The announcement begins a 180-day process, after which the United States will definitively withdraw from the treaty, something that, the European Union (EU) has warned, could kick off a new arms race between the world’s two great nuclear powers.
US President Donald Trump left the door open to staying in the treaty if “Russia comes back into compliance by destroying all of its violating missiles, launchers, and associated equipment” that violate the conditions of the 1987 treaty.
“For far too long, Russia has violated the Intermediate-Range Nuclear Forces (INF) Treaty with impunity, covertly developing and fielding a prohibited missile system that poses a direct threat to our allies and troops abroad,” Trump said in a statement.
The president said that US allies in NATO “fully support” his decision “because they understand the threat posed by Russia’s violation and the risks to arms control posed by ignoring treaty violations.”

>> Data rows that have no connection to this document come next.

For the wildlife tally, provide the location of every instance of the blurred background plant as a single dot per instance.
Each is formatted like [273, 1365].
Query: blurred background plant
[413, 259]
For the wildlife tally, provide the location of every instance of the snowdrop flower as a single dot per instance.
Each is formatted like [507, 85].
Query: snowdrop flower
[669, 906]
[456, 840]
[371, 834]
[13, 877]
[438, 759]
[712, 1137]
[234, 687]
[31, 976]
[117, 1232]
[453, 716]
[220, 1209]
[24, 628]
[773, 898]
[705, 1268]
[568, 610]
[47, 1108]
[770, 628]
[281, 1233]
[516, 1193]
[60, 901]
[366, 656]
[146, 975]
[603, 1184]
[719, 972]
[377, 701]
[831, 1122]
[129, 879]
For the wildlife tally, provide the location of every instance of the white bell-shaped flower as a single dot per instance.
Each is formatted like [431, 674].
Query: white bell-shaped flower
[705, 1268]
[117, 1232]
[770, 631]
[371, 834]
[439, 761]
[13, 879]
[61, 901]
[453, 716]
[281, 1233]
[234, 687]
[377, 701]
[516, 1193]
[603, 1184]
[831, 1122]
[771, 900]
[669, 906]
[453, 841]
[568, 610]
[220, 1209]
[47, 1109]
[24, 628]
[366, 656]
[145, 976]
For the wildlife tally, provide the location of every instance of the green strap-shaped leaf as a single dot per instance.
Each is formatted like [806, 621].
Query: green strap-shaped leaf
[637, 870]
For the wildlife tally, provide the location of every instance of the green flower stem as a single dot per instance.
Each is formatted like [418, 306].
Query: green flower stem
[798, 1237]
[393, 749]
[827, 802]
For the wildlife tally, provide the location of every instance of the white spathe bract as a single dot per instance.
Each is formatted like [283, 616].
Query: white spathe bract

“We cannot be the only country in the world unilaterally bound by this treaty, or any other,” said Trump, who has withdrawn his country from several international pacts since taking office in 2017.
“We will move forward with developing our own military response options and will work with NATO and our other allies and partners to deny Russia any military advantage from its unlawful conduct,” the president warned.
The United States and Russia mutually accuse one another of violating the treaty, which bans the two signatory countries from producing, deploying or testing short-range (500-1,000 kilometers) (310-620 miles) or medium range (1,000-5,500 kilometers) missiles.
Since Trump threatened last October to suspend the pact, the United States has had several rounds of negotiations with Russia to try to reach an agreement, but the last round ended unsuccessfully this Thursday in Beijing.
Russian Deputy Foreign Minister Sergei Ryabkov warned this Friday that the suspension of the treaty “means an actual liberation of Washington from any restrictions related to the operation of the treaty,” so in the worst of cases, the US could start deploying Tomahawk cruise missiles with nuclear capability in eastern Europe right away.